Children with CP have less physical activity (PA) than peers who are typically developing.7 As such, they need opportunities for PA. Gait trainers may help fill this need, especially for children at GMFCS Level IV and possibly for those at Level V. Gait trainers may promote participation by giving a child a means of self-initiated mobility in the community. Therapists should be mindful that some gait trainers are easier than others to disassemble and transport in a car.

Strollers

Pediatric strollers can be simple with sling-type seating, or complex with a full seating system. Accessories are available to meet a child’s positioning needs such as head supports, trunk supports, and chest harnesses. As such, they may be an option for children at GMCFS Level II to V. They should also be considered for children with DMD in the early to late ambulatory stage with the purpose of energy conservation in the community.

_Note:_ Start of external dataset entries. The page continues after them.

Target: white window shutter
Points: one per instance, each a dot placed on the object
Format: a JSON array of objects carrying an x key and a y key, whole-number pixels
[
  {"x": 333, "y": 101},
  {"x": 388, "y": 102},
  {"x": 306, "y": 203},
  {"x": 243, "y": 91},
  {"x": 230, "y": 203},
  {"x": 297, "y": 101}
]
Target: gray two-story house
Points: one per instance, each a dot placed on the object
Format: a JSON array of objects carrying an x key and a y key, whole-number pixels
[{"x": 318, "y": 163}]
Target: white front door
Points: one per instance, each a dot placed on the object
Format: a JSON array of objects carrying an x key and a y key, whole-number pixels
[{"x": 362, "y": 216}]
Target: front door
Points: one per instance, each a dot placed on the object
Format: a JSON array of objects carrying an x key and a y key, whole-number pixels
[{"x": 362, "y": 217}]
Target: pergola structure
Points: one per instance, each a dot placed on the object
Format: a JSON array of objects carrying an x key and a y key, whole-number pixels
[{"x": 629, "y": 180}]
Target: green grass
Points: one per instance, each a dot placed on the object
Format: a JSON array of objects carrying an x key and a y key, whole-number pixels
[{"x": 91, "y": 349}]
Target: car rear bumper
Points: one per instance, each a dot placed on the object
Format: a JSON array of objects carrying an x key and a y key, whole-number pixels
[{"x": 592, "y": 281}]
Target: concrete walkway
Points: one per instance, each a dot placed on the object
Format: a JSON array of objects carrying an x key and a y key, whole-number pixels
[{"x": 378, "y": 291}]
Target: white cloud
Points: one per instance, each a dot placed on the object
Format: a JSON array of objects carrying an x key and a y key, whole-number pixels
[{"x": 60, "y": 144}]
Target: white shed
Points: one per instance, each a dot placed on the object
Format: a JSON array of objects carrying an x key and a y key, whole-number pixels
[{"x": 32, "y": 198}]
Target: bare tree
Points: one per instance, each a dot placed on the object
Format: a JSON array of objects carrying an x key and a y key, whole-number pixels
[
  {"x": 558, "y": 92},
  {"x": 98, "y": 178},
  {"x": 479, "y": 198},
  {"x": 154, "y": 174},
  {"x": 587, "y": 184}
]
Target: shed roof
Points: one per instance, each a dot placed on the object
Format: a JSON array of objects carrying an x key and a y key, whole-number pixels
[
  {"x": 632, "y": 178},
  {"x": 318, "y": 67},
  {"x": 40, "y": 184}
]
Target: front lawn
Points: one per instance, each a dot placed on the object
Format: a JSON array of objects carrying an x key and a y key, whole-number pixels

Adapted strollers may promote participation in the community because they may be easier for a family to transport than a traditional wheelchair. Families may also be more encouraged to take their child with special needs into the community in a stroller because it looks more typical and less stigmatizing than a wheelchair. Yet, as the child grows larger, the weight and size of a stroller may begin to compare to a manual wheelchair. At this point a wheelchair may be easier to fold and disassemble for transport in an automobile.

Conclusion

Therapists play an important role in promoting participation among children with special needs. Selecting DME that only addresses body structure impairments is insufficient. Children need DME that helps them access their community and fulfill life roles such as sons or daughters, brothers or sisters, students, friends, and active members of society. Pediatric standers, gait trainers, and strollers may help meet those needs. RM

Stephanie Yu Covert, PT, MSPT, PCS, is a Physical Therapy Manager at Los Angeles County, California Children’s Services with more than 20 years of pediatric experience. She earned a Master of Science in Physical Therapy from Boston University and a Bachelor of Science in Kinesiology from UCLA. She has been Board Certified in Pediatric Physical Therapy since 2002. In 2016, she was Associate Editor for the journal Pediatric Physical Therapy. She served 4 years on the American Board of Physical Therapy Specialties and was Chair from 2013 to 2014. She received the 2013 APTA Section on Pediatrics, Outstanding Pediatric Clinician Award. For more information, contact RehabEditor@medqor.com.

References

1. World Health Organisation. International classification of functioning, disability, and health: children & youth version: ICF-CY. Geneva: World Health Organization, 2007.

2. Imms C, Granlund M, Wilson PH, Steenbergen B, Rosenbaum PL, Gordon AM. Participation, both a means and an end: a conceptual analysis of processes and outcomes in childhood disability. Dev Med Child Neurol. 2017;59:16-25. doi: https://www.doi.org/10.1111/dmcn.13237

3. Rosenbaum PL, Palisano RJ, Bartlett DJ, et al. Development of the Gross Motor Function Classification System for cerebral palsy. Dev Med Child Neurol. 2008;50(4):249-253.

4. Soo B, Howard JJ, Boyd RN, et al. Hip displacement in cerebral palsy. J Bone Joint Surg Am. 2006 Jan;88(1):121-9.

5. Birnkrant DJ, Bushby K, Bann CM, et al. Diagnosis and management of Duchenne muscular dystrophy, part 2: respiratory, cardiac, bone health, and orthopaedic management. Lancet Neurol. 2018;17(4):347–361. doi: https://www.doi.org/10.1016/S1474-4422(18)30025-5

6. Capati V, Covert SY, Paleg G. Stander use for an adolescent with cerebral palsy at GMFCS level V with hip and knee contractures. Assist Technol. 2019 Apr 4:1-7. doi: https://www.doi.org/10.1080/10400435.2019.1579268. [Epub ahead of print]

7. Michelsen SI, Flachs EM, Uldall P, et al. Frequency of participation of 8-12-year-old children with cerebral palsy: a multi-centre cross-sectional European study. Eur J Paediatr Neurol. 2009;13:165–77.